Now comes word that Sequential is holding a fire sale to raise cash to pay off its debts. Retail Dive reported it has sold the Ellen Tracy and Caribbean Joe brands for less than a third of what it paid for them in 2013, following earlier asset sales of the Martha Stewart and DVS Footwear units.

These come after the loss of several key executives and warnings from the company, according to Retail Dive, “that it might not survive as a going concern.”

And Sequential and Iconix are not the only ones with troubles. Last year Bluestem Brands, which owns Fingerhut, Haband and some other sub-prime retail brands, filed chapter 11 intending to liquidate itself although it seems to continue to operate.

None of these setbacks appear to be stopping some of the newer players in the business. REV (Retail Ecommerce Ventures) bought the Radio Shack name last name, adding it to Pier 1 Imports
PIR
and Dress Barn, among others. And Marquee, besides Martha Stewart, owns its own impressive roster of names including BCBG, Sur La Table and Motherhood Maternity.

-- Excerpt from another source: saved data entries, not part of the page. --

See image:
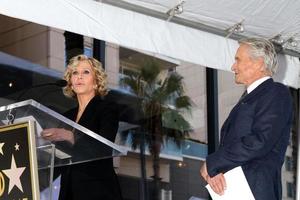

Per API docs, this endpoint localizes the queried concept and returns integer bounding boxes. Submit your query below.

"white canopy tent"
[0,0,299,88]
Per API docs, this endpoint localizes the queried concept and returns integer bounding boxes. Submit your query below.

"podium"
[0,99,127,199]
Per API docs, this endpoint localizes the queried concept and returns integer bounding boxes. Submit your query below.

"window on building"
[286,182,295,198]
[285,156,293,171]
[119,47,177,91]
[64,31,84,63]
[84,47,92,58]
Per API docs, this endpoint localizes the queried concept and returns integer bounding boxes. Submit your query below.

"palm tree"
[121,58,193,200]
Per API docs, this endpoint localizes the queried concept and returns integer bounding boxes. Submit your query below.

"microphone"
[17,79,68,101]
[53,79,68,87]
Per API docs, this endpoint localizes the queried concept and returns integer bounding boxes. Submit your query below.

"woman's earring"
[93,85,97,89]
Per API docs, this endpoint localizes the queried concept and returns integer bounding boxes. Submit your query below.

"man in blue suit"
[200,38,293,200]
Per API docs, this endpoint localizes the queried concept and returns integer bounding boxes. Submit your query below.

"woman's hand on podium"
[42,128,75,145]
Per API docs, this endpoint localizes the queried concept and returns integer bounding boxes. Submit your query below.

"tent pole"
[296,90,300,200]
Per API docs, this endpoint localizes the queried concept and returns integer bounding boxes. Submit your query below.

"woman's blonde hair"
[63,54,108,98]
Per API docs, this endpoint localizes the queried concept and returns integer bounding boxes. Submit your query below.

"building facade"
[0,14,296,200]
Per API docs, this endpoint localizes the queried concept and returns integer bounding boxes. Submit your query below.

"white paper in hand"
[206,166,255,200]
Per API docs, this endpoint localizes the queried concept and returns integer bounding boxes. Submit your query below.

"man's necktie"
[239,90,247,101]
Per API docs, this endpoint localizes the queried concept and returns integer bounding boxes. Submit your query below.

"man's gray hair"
[239,38,278,76]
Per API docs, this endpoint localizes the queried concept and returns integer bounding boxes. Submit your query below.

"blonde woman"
[42,55,123,200]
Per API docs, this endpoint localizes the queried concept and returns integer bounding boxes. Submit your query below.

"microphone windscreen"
[55,79,68,87]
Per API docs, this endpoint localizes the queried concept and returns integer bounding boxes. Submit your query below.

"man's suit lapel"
[242,78,273,102]
[231,78,273,113]
[220,78,274,142]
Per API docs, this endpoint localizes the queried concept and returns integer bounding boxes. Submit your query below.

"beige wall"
[176,62,207,143]
[176,63,245,144]
[0,15,65,72]
[48,28,65,71]
[218,70,245,131]
[106,43,120,89]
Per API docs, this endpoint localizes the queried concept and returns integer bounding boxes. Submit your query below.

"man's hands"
[200,162,226,195]
[42,128,75,145]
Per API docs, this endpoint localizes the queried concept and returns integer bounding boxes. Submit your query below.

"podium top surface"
[0,99,127,168]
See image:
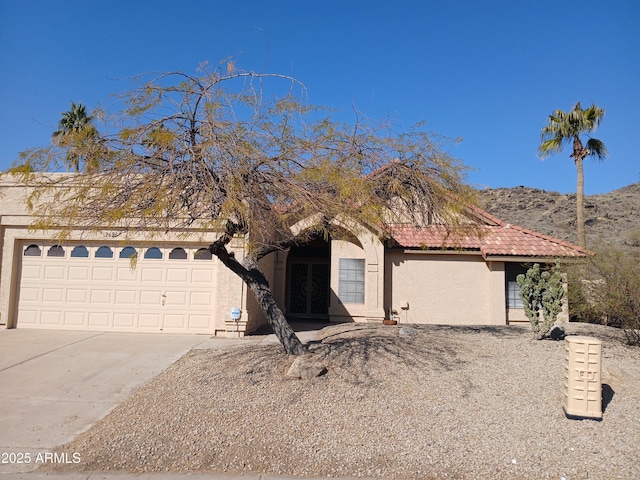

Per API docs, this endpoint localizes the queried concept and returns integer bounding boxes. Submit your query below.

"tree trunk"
[209,236,307,356]
[575,156,586,249]
[241,264,307,356]
[572,135,587,249]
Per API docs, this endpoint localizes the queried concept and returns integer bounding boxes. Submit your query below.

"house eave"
[483,254,585,263]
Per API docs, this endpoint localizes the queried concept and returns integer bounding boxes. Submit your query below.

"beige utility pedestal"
[564,336,602,420]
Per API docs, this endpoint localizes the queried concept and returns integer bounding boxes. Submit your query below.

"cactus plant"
[517,263,565,339]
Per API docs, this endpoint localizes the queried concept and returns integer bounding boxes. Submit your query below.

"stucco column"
[363,234,385,322]
[0,228,17,327]
[488,261,507,325]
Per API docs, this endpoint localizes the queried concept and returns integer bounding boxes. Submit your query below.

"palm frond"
[538,136,564,158]
[586,138,608,160]
[583,104,605,130]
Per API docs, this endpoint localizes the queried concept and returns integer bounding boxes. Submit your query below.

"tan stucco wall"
[385,252,507,325]
[329,239,367,321]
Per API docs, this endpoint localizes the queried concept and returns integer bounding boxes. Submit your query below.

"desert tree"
[538,102,608,248]
[9,62,476,355]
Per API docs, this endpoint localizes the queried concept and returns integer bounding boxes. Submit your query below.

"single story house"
[0,176,587,335]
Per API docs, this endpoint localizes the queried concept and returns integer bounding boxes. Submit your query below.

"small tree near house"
[517,263,565,339]
[8,61,477,356]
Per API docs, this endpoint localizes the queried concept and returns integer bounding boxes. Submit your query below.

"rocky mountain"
[477,183,640,252]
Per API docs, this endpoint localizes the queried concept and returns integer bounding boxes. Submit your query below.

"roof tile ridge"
[467,203,506,227]
[503,223,589,254]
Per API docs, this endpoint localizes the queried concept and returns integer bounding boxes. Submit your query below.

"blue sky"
[1,0,638,194]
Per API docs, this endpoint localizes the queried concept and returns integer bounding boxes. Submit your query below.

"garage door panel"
[88,312,110,326]
[17,243,218,333]
[68,266,90,280]
[63,311,86,326]
[141,268,163,282]
[190,291,212,306]
[90,290,112,303]
[66,289,88,303]
[191,269,213,282]
[114,313,136,327]
[115,290,137,304]
[139,313,161,328]
[19,310,38,325]
[21,265,42,279]
[41,310,62,325]
[165,291,187,306]
[116,267,137,282]
[44,265,65,280]
[20,287,40,302]
[163,314,186,329]
[92,267,114,281]
[140,290,162,305]
[42,288,64,303]
[167,268,188,282]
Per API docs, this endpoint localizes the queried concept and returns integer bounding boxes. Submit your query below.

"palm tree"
[52,102,97,172]
[538,102,608,248]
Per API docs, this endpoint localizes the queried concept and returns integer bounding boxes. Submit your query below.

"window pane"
[71,245,89,258]
[505,264,528,309]
[194,248,212,260]
[144,247,163,259]
[119,246,137,259]
[169,247,187,260]
[338,258,365,304]
[47,245,65,257]
[95,246,114,258]
[24,244,41,257]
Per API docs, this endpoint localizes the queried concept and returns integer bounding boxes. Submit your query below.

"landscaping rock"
[399,326,417,336]
[285,355,327,380]
[549,325,566,340]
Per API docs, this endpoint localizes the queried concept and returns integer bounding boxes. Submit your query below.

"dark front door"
[288,261,329,318]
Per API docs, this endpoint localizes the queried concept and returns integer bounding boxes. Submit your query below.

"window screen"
[339,258,365,304]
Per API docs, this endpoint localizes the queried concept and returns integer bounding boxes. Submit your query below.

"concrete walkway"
[0,328,345,479]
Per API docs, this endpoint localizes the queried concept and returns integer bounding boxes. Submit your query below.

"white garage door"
[16,243,218,333]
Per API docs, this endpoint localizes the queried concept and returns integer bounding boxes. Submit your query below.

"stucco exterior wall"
[385,252,507,325]
[329,239,367,321]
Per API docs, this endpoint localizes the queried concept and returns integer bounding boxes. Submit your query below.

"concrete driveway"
[0,329,219,474]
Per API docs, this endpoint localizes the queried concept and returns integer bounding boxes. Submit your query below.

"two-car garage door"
[16,243,218,334]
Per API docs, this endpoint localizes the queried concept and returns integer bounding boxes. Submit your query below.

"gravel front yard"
[45,322,640,479]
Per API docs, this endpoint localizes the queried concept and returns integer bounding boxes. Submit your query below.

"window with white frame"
[338,258,365,304]
[505,263,529,309]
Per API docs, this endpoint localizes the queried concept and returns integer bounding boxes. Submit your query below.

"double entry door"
[287,261,329,318]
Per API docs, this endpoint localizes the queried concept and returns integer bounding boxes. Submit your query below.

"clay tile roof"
[386,205,588,259]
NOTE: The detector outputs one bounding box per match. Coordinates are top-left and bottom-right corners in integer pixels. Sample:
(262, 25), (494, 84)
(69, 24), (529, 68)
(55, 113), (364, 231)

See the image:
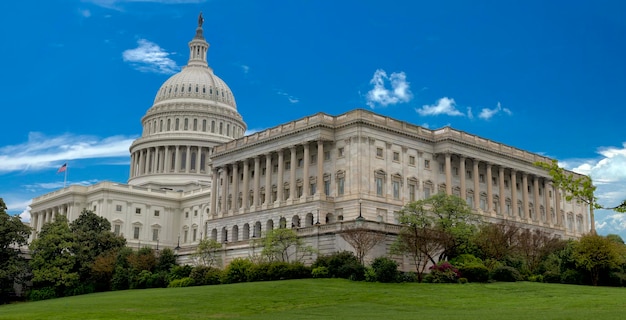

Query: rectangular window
(424, 159), (430, 169)
(409, 184), (416, 202)
(376, 177), (383, 196)
(409, 156), (415, 166)
(338, 147), (345, 157)
(185, 212), (189, 218)
(424, 187), (431, 199)
(114, 225), (121, 236)
(393, 152), (400, 162)
(262, 168), (266, 176)
(492, 177), (497, 186)
(194, 210), (198, 217)
(504, 180), (509, 188)
(133, 227), (140, 239)
(298, 158), (304, 167)
(466, 170), (472, 179)
(115, 205), (122, 212)
(154, 210), (160, 217)
(285, 161), (291, 170)
(135, 208), (141, 214)
(439, 163), (445, 173)
(184, 230), (188, 243)
(393, 181), (400, 199)
(311, 154), (317, 164)
(324, 151), (331, 160)
(479, 174), (485, 183)
(273, 164), (278, 173)
(376, 148), (384, 158)
(297, 186), (303, 197)
(152, 228), (159, 241)
(453, 167), (459, 176)
(338, 177), (345, 196)
(324, 180), (330, 196)
(193, 229), (197, 242)
(310, 183), (316, 195)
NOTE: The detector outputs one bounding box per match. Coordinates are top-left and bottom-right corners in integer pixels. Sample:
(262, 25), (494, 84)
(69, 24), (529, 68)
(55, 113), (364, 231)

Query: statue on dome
(198, 12), (204, 27)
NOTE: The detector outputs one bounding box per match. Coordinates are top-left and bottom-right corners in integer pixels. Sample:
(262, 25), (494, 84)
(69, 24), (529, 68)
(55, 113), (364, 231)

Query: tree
(535, 159), (626, 234)
(391, 200), (443, 282)
(339, 225), (385, 265)
(259, 228), (316, 263)
(515, 228), (565, 274)
(573, 234), (625, 286)
(0, 198), (31, 303)
(424, 193), (479, 261)
(29, 214), (80, 296)
(473, 221), (520, 261)
(191, 239), (222, 267)
(69, 209), (126, 285)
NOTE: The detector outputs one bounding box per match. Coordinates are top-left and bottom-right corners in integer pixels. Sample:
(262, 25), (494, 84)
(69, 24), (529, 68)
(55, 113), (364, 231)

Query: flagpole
(64, 166), (68, 188)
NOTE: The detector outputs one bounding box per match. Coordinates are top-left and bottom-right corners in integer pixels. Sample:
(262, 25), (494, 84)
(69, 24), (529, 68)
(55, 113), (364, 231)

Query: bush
(286, 262), (311, 279)
(312, 266), (329, 278)
(28, 287), (57, 301)
(398, 272), (418, 283)
(167, 277), (195, 288)
(364, 267), (377, 282)
(427, 261), (460, 283)
(458, 278), (468, 284)
(223, 258), (253, 284)
(204, 267), (223, 285)
(64, 283), (95, 297)
(527, 275), (544, 283)
(458, 264), (489, 283)
(560, 269), (583, 285)
(313, 251), (365, 281)
(169, 265), (193, 281)
(370, 257), (399, 283)
(542, 271), (561, 283)
(491, 266), (522, 282)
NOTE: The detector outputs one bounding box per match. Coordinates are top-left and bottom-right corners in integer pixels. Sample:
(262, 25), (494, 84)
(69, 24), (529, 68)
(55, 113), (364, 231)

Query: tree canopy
(0, 198), (31, 303)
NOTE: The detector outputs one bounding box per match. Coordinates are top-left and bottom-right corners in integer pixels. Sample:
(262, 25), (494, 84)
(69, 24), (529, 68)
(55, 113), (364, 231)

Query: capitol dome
(128, 13), (246, 190)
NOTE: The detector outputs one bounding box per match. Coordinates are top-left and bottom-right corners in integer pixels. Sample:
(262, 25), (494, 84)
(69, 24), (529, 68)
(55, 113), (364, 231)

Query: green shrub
(398, 272), (418, 283)
(427, 261), (460, 283)
(560, 269), (583, 285)
(370, 257), (399, 283)
(312, 266), (329, 278)
(286, 262), (311, 279)
(542, 271), (561, 283)
(458, 278), (468, 284)
(169, 265), (193, 281)
(450, 254), (483, 267)
(28, 287), (57, 301)
(111, 265), (130, 291)
(247, 262), (271, 282)
(64, 283), (95, 297)
(167, 277), (195, 288)
(528, 274), (544, 283)
(313, 251), (365, 281)
(364, 267), (377, 282)
(458, 264), (489, 283)
(204, 267), (223, 285)
(491, 266), (522, 282)
(223, 258), (253, 284)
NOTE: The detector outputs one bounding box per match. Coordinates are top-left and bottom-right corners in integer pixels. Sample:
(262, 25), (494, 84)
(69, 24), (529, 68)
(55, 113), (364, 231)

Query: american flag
(57, 163), (67, 174)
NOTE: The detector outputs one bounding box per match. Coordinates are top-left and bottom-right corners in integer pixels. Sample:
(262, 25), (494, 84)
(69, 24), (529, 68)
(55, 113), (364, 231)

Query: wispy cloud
(85, 0), (208, 10)
(244, 128), (264, 136)
(276, 90), (299, 104)
(560, 142), (626, 235)
(478, 102), (512, 120)
(0, 132), (135, 173)
(241, 64), (250, 74)
(78, 9), (92, 18)
(122, 39), (179, 74)
(366, 69), (413, 108)
(416, 97), (464, 116)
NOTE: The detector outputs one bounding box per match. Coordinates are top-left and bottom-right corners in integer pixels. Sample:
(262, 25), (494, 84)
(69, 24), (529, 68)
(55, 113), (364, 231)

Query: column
(210, 167), (218, 216)
(317, 141), (324, 196)
(533, 176), (540, 222)
(129, 152), (135, 178)
(232, 162), (239, 213)
(185, 146), (191, 173)
(445, 153), (452, 195)
(486, 163), (493, 214)
(138, 150), (144, 175)
(253, 156), (261, 208)
(264, 153), (272, 205)
(164, 146), (171, 173)
(242, 159), (250, 210)
(174, 145), (180, 172)
(277, 149), (284, 203)
(473, 159), (479, 210)
(522, 173), (529, 221)
(499, 166), (505, 216)
(221, 166), (228, 216)
(151, 147), (157, 174)
(289, 146), (297, 201)
(555, 187), (562, 226)
(459, 156), (466, 201)
(303, 142), (310, 198)
(544, 180), (552, 225)
(195, 146), (202, 172)
(511, 170), (518, 219)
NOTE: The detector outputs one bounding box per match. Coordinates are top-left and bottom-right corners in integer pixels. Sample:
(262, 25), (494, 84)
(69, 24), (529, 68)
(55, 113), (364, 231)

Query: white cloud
(415, 97), (464, 116)
(78, 9), (92, 18)
(245, 128), (264, 136)
(0, 132), (135, 173)
(122, 39), (179, 74)
(276, 90), (299, 104)
(560, 142), (626, 236)
(241, 65), (250, 74)
(85, 0), (207, 10)
(366, 69), (413, 108)
(478, 102), (512, 120)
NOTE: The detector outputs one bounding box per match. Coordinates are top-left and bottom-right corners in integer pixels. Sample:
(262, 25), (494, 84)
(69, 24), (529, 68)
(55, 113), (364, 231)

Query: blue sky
(1, 0), (625, 237)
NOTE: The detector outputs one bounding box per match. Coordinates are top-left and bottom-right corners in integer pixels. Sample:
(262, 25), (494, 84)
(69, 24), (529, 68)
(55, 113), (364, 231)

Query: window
(185, 212), (189, 218)
(409, 156), (415, 166)
(409, 184), (416, 202)
(311, 154), (316, 164)
(466, 193), (474, 208)
(392, 180), (400, 199)
(154, 210), (160, 217)
(114, 225), (121, 236)
(152, 228), (159, 241)
(376, 148), (383, 158)
(376, 177), (384, 196)
(504, 180), (509, 188)
(193, 119), (198, 131)
(193, 229), (197, 242)
(439, 163), (445, 173)
(262, 167), (266, 176)
(324, 151), (331, 160)
(133, 227), (140, 239)
(480, 196), (487, 211)
(184, 230), (188, 243)
(393, 152), (400, 162)
(453, 167), (459, 176)
(479, 174), (485, 183)
(492, 177), (497, 186)
(424, 159), (430, 169)
(273, 164), (278, 173)
(466, 170), (472, 179)
(338, 177), (345, 196)
(194, 210), (198, 217)
(310, 183), (316, 195)
(338, 147), (345, 157)
(285, 161), (291, 170)
(424, 184), (431, 198)
(175, 118), (180, 130)
(115, 205), (122, 212)
(135, 208), (141, 214)
(298, 158), (303, 167)
(184, 118), (189, 130)
(324, 180), (330, 196)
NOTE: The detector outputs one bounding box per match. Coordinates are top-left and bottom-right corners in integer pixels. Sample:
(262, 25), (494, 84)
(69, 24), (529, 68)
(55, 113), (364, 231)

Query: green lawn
(1, 279), (624, 319)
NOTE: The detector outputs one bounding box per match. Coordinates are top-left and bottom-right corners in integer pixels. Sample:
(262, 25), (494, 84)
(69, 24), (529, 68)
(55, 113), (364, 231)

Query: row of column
(442, 153), (565, 227)
(130, 145), (211, 178)
(210, 141), (326, 217)
(30, 204), (71, 236)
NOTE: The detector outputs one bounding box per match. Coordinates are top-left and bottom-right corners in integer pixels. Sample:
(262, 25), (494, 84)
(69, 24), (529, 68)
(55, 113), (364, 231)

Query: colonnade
(130, 145), (211, 178)
(29, 203), (72, 237)
(209, 140), (328, 217)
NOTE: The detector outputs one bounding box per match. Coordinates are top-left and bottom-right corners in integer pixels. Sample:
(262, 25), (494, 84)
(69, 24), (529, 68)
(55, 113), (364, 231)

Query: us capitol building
(29, 16), (589, 267)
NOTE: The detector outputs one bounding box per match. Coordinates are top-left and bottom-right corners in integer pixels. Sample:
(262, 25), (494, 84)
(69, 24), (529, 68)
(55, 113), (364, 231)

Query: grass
(1, 279), (625, 319)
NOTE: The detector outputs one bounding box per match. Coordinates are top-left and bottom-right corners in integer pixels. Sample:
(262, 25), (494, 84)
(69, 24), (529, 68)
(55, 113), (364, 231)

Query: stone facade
(29, 16), (589, 269)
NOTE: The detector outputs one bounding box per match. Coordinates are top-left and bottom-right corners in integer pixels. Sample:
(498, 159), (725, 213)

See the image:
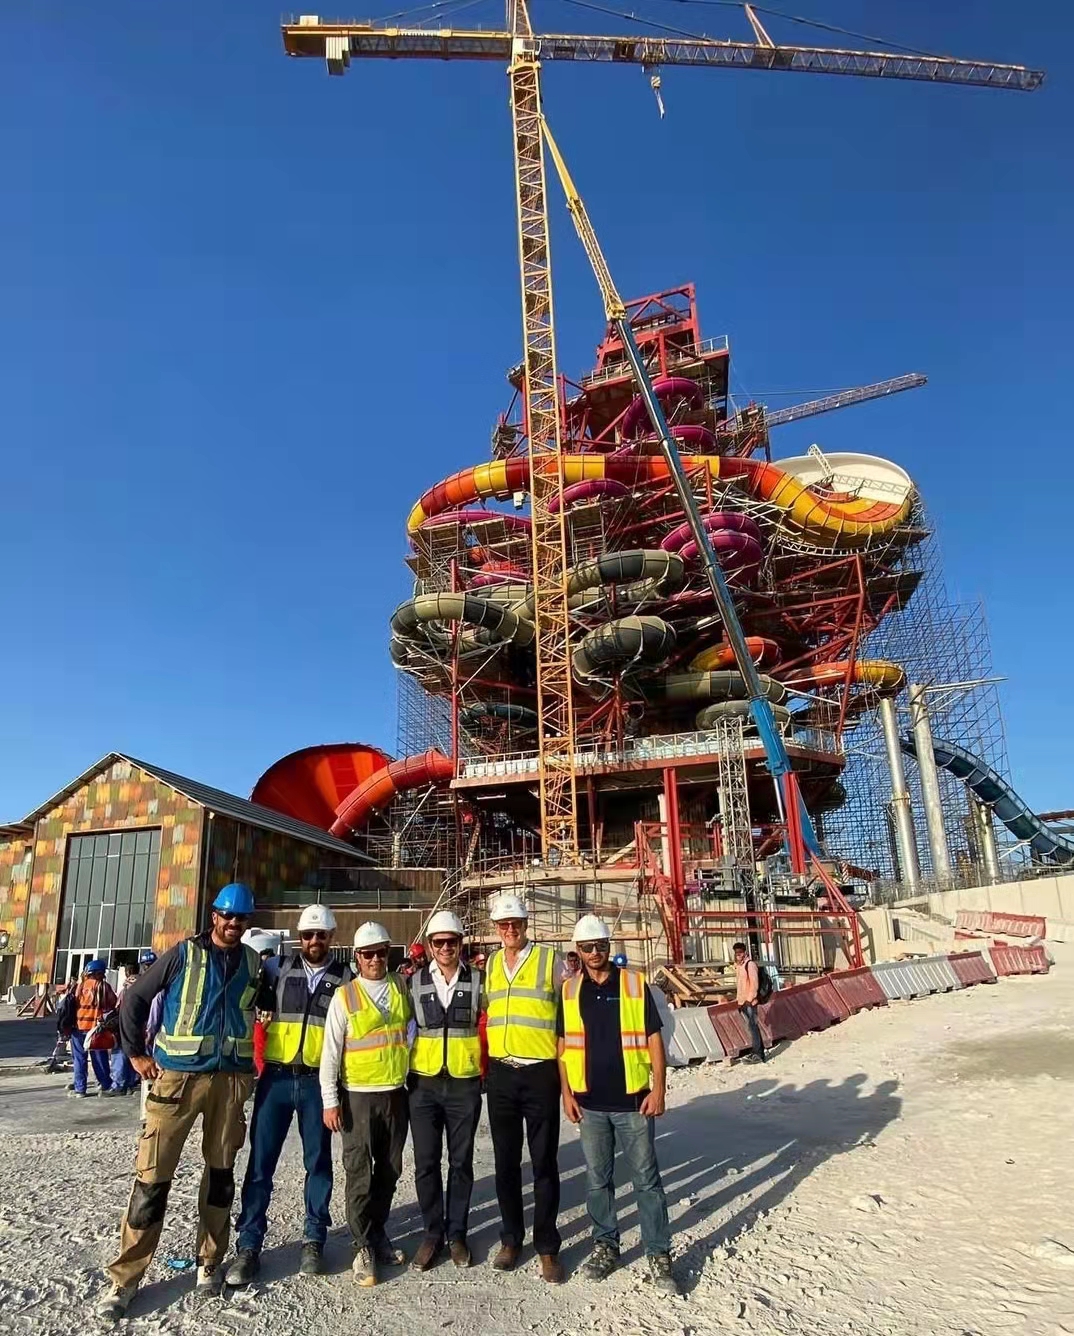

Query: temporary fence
(989, 944), (1050, 976)
(828, 966), (889, 1014)
(954, 910), (1047, 939)
(707, 1001), (757, 1059)
(757, 976), (848, 1046)
(947, 951), (997, 987)
(870, 954), (962, 1001)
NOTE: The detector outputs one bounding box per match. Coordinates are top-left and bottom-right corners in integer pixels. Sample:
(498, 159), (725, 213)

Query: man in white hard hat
(557, 915), (677, 1296)
(407, 910), (485, 1272)
(485, 893), (568, 1283)
(227, 904), (350, 1284)
(320, 921), (412, 1287)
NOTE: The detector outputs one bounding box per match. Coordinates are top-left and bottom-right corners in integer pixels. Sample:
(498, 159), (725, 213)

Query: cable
(372, 0), (496, 27)
(558, 0), (716, 43)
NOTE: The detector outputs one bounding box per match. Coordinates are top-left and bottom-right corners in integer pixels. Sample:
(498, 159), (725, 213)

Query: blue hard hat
(139, 949), (157, 965)
(612, 953), (628, 967)
(86, 959), (107, 973)
(212, 882), (255, 915)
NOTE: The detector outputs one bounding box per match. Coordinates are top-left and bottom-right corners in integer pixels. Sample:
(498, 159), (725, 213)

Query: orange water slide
(330, 748), (455, 838)
(251, 743), (393, 828)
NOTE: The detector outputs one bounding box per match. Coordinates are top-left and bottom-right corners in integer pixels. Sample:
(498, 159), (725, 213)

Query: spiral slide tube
(572, 614), (677, 681)
(782, 660), (906, 695)
(690, 638), (781, 672)
(390, 592), (535, 652)
(695, 698), (792, 731)
(664, 670), (788, 706)
(330, 748), (454, 838)
(900, 736), (1074, 866)
(406, 454), (911, 549)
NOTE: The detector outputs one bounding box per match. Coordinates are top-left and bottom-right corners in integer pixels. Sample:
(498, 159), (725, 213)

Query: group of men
(95, 884), (683, 1319)
(57, 951), (159, 1097)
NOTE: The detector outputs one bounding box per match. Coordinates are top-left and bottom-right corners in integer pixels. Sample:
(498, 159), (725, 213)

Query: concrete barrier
(870, 954), (963, 1000)
(666, 1007), (727, 1065)
(947, 951), (996, 986)
(829, 967), (889, 1014)
(758, 977), (848, 1046)
(707, 1002), (756, 1058)
(955, 910), (1046, 939)
(990, 944), (1050, 976)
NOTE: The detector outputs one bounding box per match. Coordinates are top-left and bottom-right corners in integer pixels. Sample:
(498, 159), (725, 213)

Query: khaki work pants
(107, 1069), (254, 1289)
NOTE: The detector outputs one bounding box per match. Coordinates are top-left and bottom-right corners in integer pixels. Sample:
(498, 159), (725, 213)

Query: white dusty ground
(0, 948), (1072, 1336)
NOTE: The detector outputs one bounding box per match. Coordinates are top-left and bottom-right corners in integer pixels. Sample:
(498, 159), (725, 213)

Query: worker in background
(484, 894), (566, 1283)
(134, 949), (161, 1124)
(106, 964), (142, 1096)
(320, 922), (411, 1287)
(226, 904), (351, 1285)
(70, 960), (117, 1098)
(558, 916), (677, 1296)
(398, 940), (427, 980)
(408, 910), (484, 1271)
(96, 884), (261, 1322)
(733, 941), (766, 1063)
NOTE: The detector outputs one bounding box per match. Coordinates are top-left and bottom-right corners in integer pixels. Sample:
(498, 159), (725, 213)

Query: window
(53, 829), (160, 981)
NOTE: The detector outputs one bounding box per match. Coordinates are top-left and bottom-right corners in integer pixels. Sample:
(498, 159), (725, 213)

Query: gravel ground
(0, 947), (1071, 1336)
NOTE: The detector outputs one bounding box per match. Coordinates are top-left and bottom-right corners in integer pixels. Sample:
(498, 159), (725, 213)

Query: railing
(681, 907), (858, 977)
(581, 335), (730, 387)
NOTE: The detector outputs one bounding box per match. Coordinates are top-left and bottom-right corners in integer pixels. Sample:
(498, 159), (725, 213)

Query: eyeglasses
(576, 940), (610, 954)
(215, 911), (249, 924)
(496, 919), (526, 930)
(429, 937), (460, 950)
(358, 948), (389, 961)
(300, 931), (329, 941)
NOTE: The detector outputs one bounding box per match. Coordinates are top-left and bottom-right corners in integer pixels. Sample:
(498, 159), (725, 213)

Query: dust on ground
(0, 949), (1072, 1336)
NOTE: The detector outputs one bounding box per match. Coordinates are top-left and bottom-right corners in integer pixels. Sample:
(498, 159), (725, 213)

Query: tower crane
(283, 6), (1043, 871)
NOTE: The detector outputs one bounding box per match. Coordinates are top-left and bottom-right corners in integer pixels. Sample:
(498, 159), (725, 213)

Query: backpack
(756, 964), (773, 1004)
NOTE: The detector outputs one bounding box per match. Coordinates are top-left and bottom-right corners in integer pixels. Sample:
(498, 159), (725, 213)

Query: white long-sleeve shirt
(319, 977), (409, 1110)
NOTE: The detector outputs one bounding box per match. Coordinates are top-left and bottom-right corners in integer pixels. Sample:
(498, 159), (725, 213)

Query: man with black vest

This relentless push to scoop up brands and reintroduce them to the marketplace seems to be in full swing but observers like Robin Lewis remain highly skeptical. “Do their brands qualify as ‘great’ brands or ‘once-great’ brands that savvy young shoppers will pick up cheaply on the fly?

“In our oversaturated, consumer-facing industries with an overabundance of brands and more spewing out daily weaponized by technology,” he wrote, “consumers have omnipotent power over all of commerce. And the main cohort of consumers today– Gen Z and millennials—are the dominant levers for which brands will be embraced and ignored.”

Speaking specifically about ABG, he added, “The next-gen has already voted against most of the brands in ABG’s stable. Otherwise, many of those brands would not have gone bankrupt. And ABG would not have been able to acquire them at fire sale prices.”

What all of these companies see is the value of brands and not owning inventory or physical assets. It’s a tempting business model that has had success in many cases.

There’s no arguing that brands have value…it’s just that not all of them have the same value.